At all this he looked fondly and he looked out across the flat, winking expanses of residential areas, across the night-hooded hulks of the warehouses, up and down the river where he could see the running beads of traffic on many other bridges and out toward the dark, toward the rich reach of the plains. Gradually his whimsical mouth drew tight and two sharp wrinkles appeared, running from his big nose to the resolved lips like anchor lines.
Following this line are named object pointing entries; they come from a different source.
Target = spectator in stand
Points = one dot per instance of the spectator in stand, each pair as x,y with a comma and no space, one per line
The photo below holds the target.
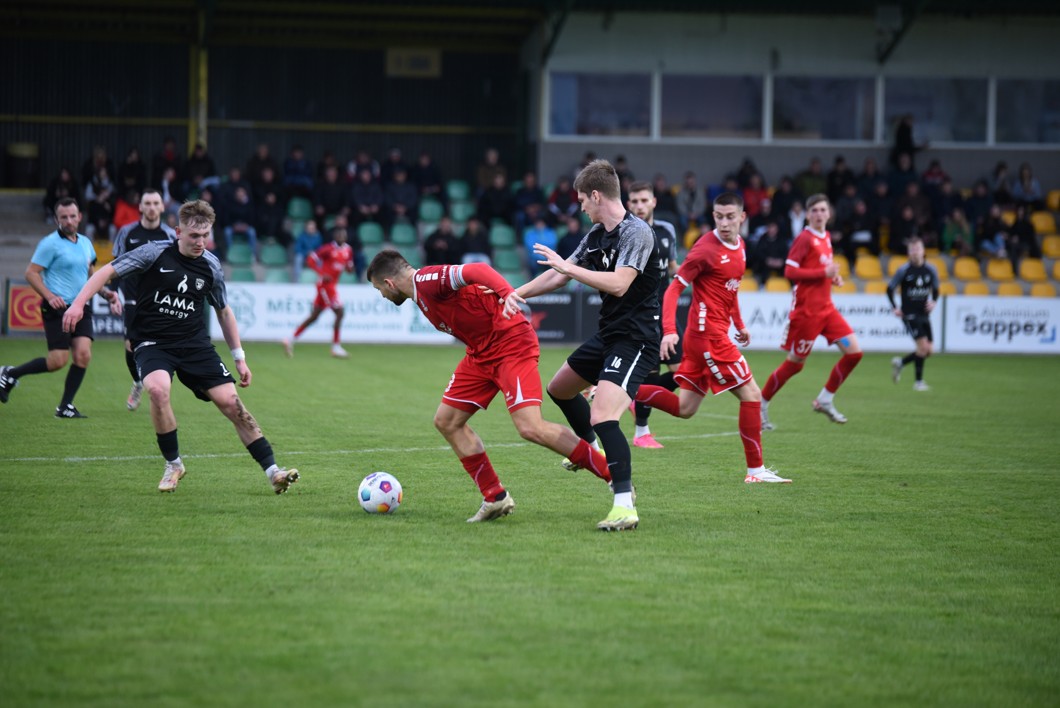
539,233
131,175
811,180
401,198
199,170
784,196
496,201
1027,191
563,200
100,197
307,242
570,240
869,176
240,218
666,206
958,236
901,175
977,206
488,171
838,177
164,159
269,207
98,159
259,162
691,202
993,235
754,195
331,196
529,202
441,246
298,174
428,180
475,245
367,198
769,254
363,162
390,166
62,186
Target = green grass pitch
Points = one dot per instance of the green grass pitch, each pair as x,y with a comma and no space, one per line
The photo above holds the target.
914,561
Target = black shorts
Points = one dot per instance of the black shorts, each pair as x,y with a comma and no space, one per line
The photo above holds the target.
622,363
53,326
198,368
918,325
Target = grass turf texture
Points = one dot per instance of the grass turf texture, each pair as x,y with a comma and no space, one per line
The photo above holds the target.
913,561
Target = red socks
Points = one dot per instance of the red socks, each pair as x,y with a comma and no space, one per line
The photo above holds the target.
779,377
482,474
841,371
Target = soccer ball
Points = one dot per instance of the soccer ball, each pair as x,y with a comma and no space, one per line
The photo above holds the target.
380,493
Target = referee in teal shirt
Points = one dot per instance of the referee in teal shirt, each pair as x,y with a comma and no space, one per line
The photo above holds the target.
59,268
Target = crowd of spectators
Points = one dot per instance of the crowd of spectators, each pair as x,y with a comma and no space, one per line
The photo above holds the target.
876,208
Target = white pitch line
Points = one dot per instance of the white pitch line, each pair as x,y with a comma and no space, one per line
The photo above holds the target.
284,454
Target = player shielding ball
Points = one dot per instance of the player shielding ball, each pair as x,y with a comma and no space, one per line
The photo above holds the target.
811,268
918,282
466,301
711,363
330,262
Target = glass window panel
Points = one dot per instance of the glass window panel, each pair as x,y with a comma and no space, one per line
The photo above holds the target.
588,104
806,108
711,106
942,109
1028,111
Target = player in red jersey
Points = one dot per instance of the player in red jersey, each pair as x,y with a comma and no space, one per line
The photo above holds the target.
330,261
466,301
711,361
811,268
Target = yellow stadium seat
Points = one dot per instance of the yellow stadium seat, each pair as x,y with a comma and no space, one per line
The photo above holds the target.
895,263
1053,200
1000,269
867,267
966,267
777,284
841,260
1044,223
1050,247
940,266
1032,270
1043,290
1011,289
876,287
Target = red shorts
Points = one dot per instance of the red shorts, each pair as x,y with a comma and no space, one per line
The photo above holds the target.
801,332
327,296
475,383
703,370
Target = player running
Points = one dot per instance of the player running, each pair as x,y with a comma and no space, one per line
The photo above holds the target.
918,282
330,261
811,268
711,361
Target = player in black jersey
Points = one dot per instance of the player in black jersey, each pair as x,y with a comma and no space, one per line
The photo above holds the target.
642,202
918,282
619,258
170,336
134,235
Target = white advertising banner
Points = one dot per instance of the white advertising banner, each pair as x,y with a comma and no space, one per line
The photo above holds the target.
871,317
267,312
1002,325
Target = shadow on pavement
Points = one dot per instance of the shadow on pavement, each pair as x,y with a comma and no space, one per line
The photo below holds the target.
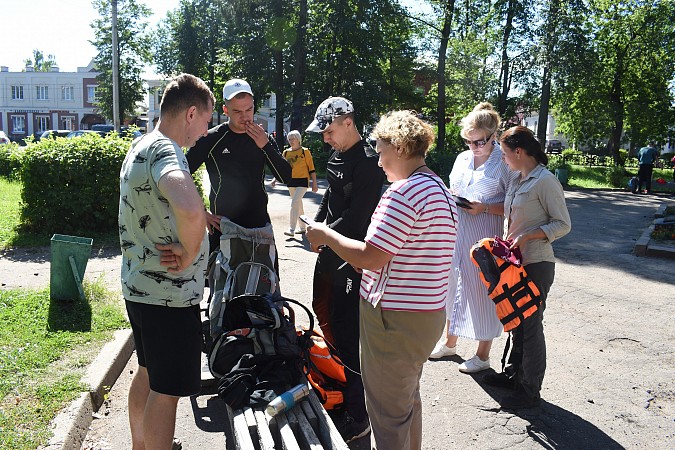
551,426
213,417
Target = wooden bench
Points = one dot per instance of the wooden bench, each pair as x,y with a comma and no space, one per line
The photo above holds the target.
305,426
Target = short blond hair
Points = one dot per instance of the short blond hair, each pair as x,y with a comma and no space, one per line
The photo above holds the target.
482,118
406,131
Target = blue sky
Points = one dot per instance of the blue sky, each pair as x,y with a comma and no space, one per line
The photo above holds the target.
56,27
61,28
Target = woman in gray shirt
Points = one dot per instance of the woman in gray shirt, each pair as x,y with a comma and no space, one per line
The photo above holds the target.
535,215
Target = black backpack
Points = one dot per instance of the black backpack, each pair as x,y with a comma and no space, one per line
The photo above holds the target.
259,354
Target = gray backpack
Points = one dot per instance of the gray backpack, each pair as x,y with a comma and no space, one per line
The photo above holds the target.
244,265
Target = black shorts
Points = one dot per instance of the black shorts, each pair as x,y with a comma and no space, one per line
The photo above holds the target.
169,345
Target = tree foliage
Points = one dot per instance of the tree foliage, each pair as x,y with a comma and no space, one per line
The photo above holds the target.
133,50
621,78
604,69
39,62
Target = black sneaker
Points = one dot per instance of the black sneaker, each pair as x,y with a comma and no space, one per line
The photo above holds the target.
501,380
352,430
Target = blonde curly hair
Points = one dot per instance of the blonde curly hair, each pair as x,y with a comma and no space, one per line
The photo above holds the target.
404,130
482,118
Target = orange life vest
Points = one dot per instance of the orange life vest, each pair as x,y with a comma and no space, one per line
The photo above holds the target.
515,296
325,371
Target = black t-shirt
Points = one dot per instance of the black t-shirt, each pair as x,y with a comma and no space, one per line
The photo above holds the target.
236,169
354,188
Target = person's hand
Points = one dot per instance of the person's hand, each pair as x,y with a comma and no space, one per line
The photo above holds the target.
316,235
476,208
212,222
518,241
173,256
257,133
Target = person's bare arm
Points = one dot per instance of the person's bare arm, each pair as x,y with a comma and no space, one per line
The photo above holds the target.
359,254
179,189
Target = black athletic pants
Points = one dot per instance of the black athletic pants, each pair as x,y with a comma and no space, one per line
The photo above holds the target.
336,304
527,361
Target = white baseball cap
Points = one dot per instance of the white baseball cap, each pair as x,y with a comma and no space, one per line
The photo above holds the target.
327,111
234,87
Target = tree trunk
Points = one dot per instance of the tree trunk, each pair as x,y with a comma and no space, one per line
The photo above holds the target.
279,82
300,68
544,105
445,35
504,74
549,46
617,107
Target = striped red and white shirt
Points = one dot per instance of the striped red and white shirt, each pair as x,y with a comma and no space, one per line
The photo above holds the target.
412,222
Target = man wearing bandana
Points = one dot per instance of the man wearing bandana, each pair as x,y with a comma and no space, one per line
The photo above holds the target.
354,188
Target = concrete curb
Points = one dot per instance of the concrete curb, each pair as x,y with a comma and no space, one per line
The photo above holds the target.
645,246
72,424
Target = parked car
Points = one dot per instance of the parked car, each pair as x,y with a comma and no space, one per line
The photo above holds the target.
124,131
553,146
54,134
78,133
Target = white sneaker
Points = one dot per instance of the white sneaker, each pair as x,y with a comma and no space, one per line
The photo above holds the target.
442,350
473,365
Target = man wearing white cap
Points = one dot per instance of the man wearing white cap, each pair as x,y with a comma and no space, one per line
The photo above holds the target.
235,154
354,188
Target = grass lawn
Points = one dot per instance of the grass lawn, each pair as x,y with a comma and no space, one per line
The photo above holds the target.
45,348
11,234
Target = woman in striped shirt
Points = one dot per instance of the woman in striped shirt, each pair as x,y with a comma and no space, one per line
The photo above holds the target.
405,259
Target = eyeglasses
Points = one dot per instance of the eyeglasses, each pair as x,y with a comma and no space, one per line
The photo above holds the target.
479,143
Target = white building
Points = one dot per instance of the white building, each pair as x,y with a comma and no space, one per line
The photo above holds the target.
532,122
32,102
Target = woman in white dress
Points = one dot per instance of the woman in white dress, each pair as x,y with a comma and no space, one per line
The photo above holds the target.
480,176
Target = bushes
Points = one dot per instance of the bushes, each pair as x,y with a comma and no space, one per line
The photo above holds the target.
71,186
10,160
616,176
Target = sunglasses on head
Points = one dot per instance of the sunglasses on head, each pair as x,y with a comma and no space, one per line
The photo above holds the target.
478,143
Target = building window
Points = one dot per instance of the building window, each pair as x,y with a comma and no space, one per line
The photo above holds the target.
42,123
17,92
68,123
42,92
18,124
91,94
67,92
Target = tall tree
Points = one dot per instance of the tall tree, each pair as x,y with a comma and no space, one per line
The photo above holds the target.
133,50
40,63
625,76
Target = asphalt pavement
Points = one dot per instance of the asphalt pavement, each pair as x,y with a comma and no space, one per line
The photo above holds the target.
610,332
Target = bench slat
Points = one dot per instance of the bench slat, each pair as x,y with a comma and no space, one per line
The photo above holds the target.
306,433
288,441
266,439
242,436
327,432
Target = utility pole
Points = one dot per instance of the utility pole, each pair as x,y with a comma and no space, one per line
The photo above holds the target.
116,69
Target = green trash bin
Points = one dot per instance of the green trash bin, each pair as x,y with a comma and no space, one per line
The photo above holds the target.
561,175
69,261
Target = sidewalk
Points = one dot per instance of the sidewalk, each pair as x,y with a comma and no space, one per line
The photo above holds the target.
610,380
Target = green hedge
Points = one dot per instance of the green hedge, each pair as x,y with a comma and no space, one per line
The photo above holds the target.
10,160
71,186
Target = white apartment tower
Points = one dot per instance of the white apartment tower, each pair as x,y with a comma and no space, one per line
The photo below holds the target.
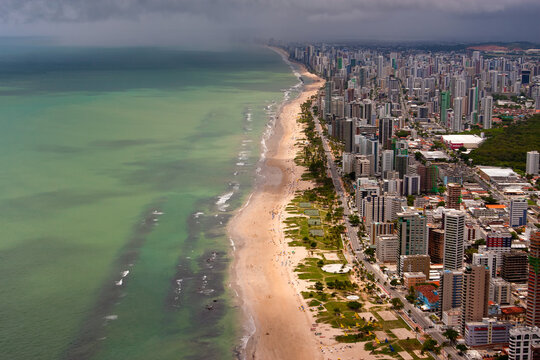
454,233
533,158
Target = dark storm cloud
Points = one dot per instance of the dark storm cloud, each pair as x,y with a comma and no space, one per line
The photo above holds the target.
146,20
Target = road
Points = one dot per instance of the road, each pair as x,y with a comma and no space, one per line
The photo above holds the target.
419,317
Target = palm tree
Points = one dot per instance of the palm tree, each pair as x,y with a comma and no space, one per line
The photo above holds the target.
451,335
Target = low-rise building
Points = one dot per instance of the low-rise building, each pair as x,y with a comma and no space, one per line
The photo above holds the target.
522,340
414,263
451,317
500,291
387,249
428,296
514,267
487,332
413,279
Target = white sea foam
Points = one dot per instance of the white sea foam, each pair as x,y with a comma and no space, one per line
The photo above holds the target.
222,201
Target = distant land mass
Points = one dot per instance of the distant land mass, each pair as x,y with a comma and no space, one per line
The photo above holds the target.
508,146
439,46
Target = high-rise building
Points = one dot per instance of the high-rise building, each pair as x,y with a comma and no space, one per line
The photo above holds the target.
380,66
329,87
451,288
518,212
454,232
348,134
488,112
514,267
412,233
387,249
411,185
414,263
487,259
402,165
428,177
473,104
500,291
533,291
445,105
453,199
457,124
475,295
436,245
499,242
387,161
523,341
385,131
533,157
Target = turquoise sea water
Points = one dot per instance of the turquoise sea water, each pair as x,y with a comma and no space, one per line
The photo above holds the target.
117,160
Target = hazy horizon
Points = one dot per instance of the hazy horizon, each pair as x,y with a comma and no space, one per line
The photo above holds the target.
206,23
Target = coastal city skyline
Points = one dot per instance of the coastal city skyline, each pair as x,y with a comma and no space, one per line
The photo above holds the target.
215,24
270,179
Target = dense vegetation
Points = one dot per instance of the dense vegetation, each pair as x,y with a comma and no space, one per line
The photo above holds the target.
509,146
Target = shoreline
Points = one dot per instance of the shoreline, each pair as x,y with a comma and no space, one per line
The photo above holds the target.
273,325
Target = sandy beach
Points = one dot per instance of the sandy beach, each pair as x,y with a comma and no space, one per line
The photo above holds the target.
262,275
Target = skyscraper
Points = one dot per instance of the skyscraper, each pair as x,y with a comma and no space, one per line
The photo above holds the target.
411,185
445,105
329,87
428,177
533,293
475,295
500,243
454,227
518,212
532,162
402,165
380,66
451,287
453,199
387,161
457,124
488,112
412,234
385,131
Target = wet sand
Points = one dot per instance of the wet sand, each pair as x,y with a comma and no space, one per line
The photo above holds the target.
282,330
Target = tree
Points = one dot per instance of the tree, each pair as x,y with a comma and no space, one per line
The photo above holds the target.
397,304
429,345
354,220
354,305
451,335
369,252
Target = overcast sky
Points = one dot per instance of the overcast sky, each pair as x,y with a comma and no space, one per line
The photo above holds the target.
187,22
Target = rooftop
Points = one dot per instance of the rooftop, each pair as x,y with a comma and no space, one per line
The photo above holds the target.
429,292
463,139
492,171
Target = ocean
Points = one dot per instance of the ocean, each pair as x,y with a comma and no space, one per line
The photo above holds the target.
119,169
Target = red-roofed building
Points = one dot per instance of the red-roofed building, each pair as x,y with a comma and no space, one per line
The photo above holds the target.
428,296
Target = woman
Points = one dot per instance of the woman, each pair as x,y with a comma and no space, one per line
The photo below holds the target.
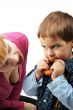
13,58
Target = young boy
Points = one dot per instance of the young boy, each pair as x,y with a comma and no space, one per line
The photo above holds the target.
54,92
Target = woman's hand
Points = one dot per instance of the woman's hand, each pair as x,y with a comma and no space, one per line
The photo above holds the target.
58,68
41,66
29,106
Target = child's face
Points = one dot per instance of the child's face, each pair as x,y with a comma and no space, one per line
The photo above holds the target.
56,47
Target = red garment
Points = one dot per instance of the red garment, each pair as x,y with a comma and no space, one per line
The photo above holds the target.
9,94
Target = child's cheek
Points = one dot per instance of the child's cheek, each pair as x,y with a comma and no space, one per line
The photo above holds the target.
61,55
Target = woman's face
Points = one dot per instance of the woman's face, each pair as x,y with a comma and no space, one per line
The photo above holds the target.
13,57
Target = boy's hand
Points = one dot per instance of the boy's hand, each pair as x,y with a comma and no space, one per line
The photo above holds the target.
42,65
58,68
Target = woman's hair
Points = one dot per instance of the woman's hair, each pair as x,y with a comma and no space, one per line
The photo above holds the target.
57,24
3,50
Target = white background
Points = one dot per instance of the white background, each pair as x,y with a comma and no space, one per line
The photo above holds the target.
25,16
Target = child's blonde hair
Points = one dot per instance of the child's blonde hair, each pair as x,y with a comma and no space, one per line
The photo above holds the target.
3,49
57,24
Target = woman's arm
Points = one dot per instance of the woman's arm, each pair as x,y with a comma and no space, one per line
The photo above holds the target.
30,84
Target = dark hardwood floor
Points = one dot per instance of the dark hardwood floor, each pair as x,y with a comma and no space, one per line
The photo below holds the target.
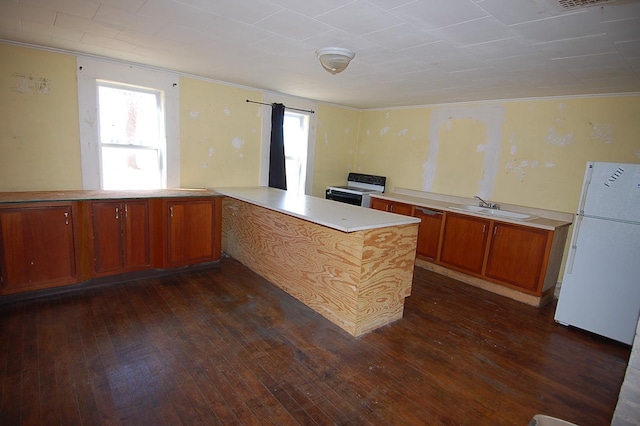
223,346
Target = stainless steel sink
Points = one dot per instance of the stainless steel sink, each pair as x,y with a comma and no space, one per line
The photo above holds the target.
492,212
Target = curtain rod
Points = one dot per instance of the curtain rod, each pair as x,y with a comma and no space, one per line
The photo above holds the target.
295,109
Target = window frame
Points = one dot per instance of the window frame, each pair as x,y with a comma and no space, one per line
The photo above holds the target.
290,102
90,72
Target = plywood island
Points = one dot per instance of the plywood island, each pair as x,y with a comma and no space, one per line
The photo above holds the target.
352,265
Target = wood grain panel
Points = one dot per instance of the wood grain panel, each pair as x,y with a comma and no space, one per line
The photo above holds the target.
357,280
387,273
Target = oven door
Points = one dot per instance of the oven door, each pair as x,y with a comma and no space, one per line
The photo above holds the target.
343,197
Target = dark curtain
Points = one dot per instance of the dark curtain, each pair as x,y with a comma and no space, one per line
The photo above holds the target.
277,174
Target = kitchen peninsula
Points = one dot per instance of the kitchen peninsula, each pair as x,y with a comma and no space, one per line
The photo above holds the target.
352,265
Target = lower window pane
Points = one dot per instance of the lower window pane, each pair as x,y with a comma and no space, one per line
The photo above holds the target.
130,168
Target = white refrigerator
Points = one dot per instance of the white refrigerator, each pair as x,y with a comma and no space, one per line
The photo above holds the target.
600,289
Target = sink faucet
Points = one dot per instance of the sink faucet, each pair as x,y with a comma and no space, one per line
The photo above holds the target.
487,204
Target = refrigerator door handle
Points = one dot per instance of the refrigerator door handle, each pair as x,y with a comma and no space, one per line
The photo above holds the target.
574,244
585,187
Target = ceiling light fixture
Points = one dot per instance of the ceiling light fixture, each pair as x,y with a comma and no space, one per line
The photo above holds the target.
334,59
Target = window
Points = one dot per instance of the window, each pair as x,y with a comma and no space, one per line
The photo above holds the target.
299,129
129,126
296,135
131,137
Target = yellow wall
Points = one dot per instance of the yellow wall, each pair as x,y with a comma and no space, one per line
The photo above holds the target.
220,135
336,142
530,153
39,136
518,152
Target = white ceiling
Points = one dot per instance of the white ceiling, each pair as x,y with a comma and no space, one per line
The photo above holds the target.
408,52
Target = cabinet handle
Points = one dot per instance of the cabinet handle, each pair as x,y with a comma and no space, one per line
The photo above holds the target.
428,211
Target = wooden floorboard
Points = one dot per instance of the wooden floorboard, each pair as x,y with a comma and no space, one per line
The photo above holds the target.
224,346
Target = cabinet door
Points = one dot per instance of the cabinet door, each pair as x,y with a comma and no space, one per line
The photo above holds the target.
190,232
107,236
38,247
517,255
428,232
463,242
135,232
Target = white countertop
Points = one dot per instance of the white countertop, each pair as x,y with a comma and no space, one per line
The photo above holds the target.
333,214
84,195
543,219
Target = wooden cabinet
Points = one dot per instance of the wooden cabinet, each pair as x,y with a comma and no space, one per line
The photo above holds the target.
120,236
193,228
391,206
428,232
518,255
38,246
464,240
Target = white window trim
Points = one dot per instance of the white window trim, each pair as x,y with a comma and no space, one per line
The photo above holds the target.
290,102
88,71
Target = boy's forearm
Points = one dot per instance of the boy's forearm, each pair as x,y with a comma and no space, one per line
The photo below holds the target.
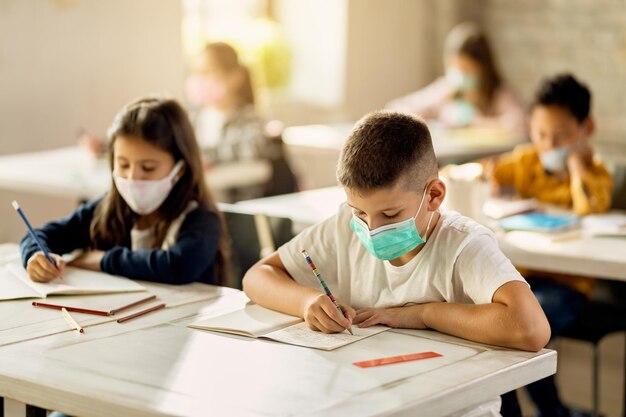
271,287
492,323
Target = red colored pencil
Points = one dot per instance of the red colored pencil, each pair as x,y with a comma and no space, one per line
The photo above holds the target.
141,313
75,309
133,304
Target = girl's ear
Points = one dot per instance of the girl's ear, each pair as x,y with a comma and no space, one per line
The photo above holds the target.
180,173
436,194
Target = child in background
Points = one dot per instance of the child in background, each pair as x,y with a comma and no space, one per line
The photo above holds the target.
559,167
157,223
390,257
472,92
227,125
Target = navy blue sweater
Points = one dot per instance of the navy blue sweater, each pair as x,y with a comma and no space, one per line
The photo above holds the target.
191,259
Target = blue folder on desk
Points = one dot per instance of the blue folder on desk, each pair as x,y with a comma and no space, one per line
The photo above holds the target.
541,222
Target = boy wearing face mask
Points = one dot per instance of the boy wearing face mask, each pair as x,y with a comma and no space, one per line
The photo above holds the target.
391,257
559,167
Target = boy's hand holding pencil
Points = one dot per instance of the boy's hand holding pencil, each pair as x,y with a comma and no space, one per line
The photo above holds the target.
324,313
321,314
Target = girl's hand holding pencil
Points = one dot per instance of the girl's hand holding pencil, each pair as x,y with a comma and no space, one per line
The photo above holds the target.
40,269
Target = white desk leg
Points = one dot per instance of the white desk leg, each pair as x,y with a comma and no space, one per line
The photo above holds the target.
14,408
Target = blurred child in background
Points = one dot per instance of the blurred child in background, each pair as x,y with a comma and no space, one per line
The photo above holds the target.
472,92
558,167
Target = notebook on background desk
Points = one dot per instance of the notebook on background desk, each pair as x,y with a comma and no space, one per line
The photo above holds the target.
15,283
540,222
262,323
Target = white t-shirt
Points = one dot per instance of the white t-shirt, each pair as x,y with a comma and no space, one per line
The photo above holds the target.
460,263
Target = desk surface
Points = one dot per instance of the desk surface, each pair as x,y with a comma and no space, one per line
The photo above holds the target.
156,366
450,144
73,173
583,255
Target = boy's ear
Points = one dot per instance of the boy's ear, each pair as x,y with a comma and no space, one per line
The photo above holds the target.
589,124
436,194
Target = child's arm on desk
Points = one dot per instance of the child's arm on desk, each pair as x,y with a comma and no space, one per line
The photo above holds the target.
269,284
514,319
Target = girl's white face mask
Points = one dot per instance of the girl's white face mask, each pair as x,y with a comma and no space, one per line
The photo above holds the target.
145,196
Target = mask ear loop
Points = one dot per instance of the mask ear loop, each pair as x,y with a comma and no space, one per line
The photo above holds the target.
430,218
176,170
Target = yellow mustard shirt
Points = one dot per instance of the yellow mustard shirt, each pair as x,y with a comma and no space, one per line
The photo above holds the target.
591,193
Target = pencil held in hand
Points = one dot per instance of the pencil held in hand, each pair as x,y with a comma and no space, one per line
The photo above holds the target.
32,233
321,281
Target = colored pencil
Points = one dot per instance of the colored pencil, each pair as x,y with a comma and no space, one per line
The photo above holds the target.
141,313
321,281
74,309
32,233
133,304
71,320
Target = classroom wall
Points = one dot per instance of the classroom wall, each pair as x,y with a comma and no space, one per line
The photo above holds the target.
67,64
538,38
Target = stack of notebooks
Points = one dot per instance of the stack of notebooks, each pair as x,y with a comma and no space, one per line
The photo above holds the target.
521,214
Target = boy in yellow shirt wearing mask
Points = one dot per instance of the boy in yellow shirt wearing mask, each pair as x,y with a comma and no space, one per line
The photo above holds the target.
558,167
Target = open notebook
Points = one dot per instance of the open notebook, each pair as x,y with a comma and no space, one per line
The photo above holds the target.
260,322
14,283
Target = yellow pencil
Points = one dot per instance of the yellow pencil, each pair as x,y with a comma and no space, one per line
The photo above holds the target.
71,320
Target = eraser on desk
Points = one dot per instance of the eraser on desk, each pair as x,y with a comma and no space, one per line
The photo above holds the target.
396,359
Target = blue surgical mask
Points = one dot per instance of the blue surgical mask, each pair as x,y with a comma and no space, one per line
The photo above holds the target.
460,80
391,240
555,160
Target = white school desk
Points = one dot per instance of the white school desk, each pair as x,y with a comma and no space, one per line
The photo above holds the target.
314,149
156,366
72,173
589,256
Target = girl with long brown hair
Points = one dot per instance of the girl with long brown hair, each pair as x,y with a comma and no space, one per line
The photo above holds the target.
158,222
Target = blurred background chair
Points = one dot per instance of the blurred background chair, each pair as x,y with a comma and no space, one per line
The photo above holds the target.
282,180
605,313
252,237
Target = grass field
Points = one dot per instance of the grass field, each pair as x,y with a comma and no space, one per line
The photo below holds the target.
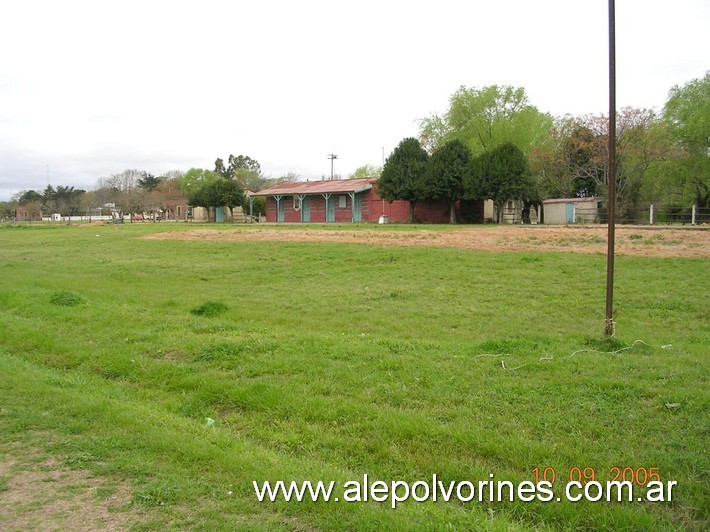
328,361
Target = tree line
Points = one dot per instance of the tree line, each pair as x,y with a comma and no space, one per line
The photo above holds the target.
492,143
133,191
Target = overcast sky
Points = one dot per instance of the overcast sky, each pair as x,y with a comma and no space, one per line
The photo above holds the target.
91,88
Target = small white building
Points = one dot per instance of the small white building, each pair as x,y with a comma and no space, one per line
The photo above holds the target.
572,210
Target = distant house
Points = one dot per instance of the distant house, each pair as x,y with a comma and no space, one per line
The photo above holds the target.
343,201
29,212
572,210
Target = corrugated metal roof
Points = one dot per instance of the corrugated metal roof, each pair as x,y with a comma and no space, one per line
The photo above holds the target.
337,186
573,200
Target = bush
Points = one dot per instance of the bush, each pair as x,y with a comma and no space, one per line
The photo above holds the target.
65,299
209,309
He turned from the spectacular view of the double metropolis and walked into the city room.
Most of the leg men were out on assignments having to do with the air-raid drill. Some were at dinner. Around the horseshoe of the rewrite desk a half-dozen men worked, separated by twice the number of empty chairs. They were in shirt sleeves; some wore green visors. Coley Borden walked toward them, beckoning to others, who looked up from their typewriters. He sat on the end of the horseshoe. “How’s the drill going?”
The night city editor grinned. “Dandy! About an eighty per cent turnout. That means, over thirty-five thousand volunteers actually participated.”